The proposed mechanism of meteor formation, involving highly eccentric orbits of rocky planets around M-dwarf stars, may hold particular relevance to the unique characteristics of the interstellar meteor IM1, both in terms of its interstellar trajectory and speed, as well as the unique composition of the spherule materials found at the site of the meteor fireball.
“The high speed and inferred abundance of IM1, and the unique composition of the “BeLaU”-type composition, may be explained by tidal disruption of rocky exoplanets near dwarf stars,” said Harvard University astrophysicist Avi Loeb, who co-authored the paper with Smithsonian Astrophysical Observatory postdoctoral researcher Morgan MacLeod.

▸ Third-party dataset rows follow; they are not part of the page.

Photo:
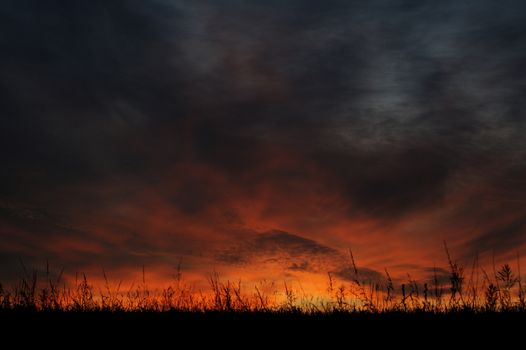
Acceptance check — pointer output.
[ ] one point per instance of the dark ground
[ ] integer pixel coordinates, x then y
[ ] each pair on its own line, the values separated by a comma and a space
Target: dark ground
250, 330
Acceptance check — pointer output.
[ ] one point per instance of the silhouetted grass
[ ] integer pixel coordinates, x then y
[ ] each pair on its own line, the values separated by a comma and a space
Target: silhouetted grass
501, 292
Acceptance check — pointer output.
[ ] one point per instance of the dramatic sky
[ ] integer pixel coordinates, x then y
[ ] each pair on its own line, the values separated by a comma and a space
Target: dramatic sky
261, 139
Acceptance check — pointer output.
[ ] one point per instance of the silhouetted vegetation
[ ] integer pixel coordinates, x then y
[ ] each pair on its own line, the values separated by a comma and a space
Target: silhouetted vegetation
501, 291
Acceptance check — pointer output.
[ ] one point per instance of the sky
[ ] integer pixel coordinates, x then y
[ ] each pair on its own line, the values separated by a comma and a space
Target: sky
261, 139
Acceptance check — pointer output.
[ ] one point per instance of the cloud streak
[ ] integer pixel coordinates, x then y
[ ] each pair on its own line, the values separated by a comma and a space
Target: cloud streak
149, 130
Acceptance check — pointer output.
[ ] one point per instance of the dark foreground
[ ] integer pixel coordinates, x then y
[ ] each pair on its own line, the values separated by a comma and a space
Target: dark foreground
219, 328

MacLeod adds, “It has been incredible to learn that sometimes, through interactions with their stars, chunks of planets can be launched into interstellar space directly toward us.” If this hypothesis is confirmed, the spherules collected from IM1 may in fact be pieces of an exoplanet that we can hold in our hands.

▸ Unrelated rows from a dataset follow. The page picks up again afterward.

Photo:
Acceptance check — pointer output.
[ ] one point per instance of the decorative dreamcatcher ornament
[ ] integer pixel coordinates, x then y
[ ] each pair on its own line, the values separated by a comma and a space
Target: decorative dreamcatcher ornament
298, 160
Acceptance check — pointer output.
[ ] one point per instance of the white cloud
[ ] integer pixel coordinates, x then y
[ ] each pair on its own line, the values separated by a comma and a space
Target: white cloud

This interpretive paper follows on the heels of two published research notes[1],[2] on the expedition and subsequent spherule analysis. An extensive paper on the expedition has been additionally submitted for peer review.[3] A preprint of the accepted paper may be found at https://arxiv.org/abs/2310.09399
About IM1
On January 8, 2014, US government satellites detected a fireball from a meteor, labeled IM1, that was moving faster than needed to escape from the solar system. The fireball location and likely interstellar origin of the object were confirmed in an official letter from the US Space Command to NASA, dated March 1, 2022. The meteor lightcurve showed three detonations 84 kilometers north of Papua New Guinea, spreading debris across a region of Pacific Ocean more than 11 kilometers wide.
Using DoD satellite data to localize the debris field, in June 2023, Loeb served as the Chief Scientist of an expedition coordinated by Rob McCallum of EYOS Expeditions to IM1’s site in the Pacific Ocean. The expedition team conducted 26 runs with a magnetic sled through and around the DoD localization box and retrieved fragments that were subsequently analyzed in the laboratories of Harvard University professor Stein Jacobsen, and Dr. Roald Tagle at the Bruker Corporation in Berlin, Germany.
The expedition recovered 850 spherules (molten droplets) in the size range of 0.1-1.3 millimeters from the ocean floor near IM1’s site, out of which about a tenth were found to have a unique chemical composition, never reported before for solar system materials. This unique chemical abundance pattern shows extremely high abundances (up to a thousand times higher than in the primordial solar-system material) of Beryllium, Lanthanum and Uranium, labeled as a never-seen-before “BeLaU”-type composition (see plot below). The loss of volatile elements is consistent with IM1’s airburst in the Earth’s atmosphere. Additionally, analysis of 60 elements from the periodic table indicates that these spherules are not coal ash, and did not likely originate from the crust of the Earth, the Moon or Mars.
Jacobsen affirmed the unique nature of the spherules found: “The “BeLaU”-type element abundance pattern is unprecedented in the scientific literature. It has the signature of extreme differentiation of a magma. This could have occurred on an exo-planet with an iron core, or some unknown and unsampled or lost place/planet in the solar system.”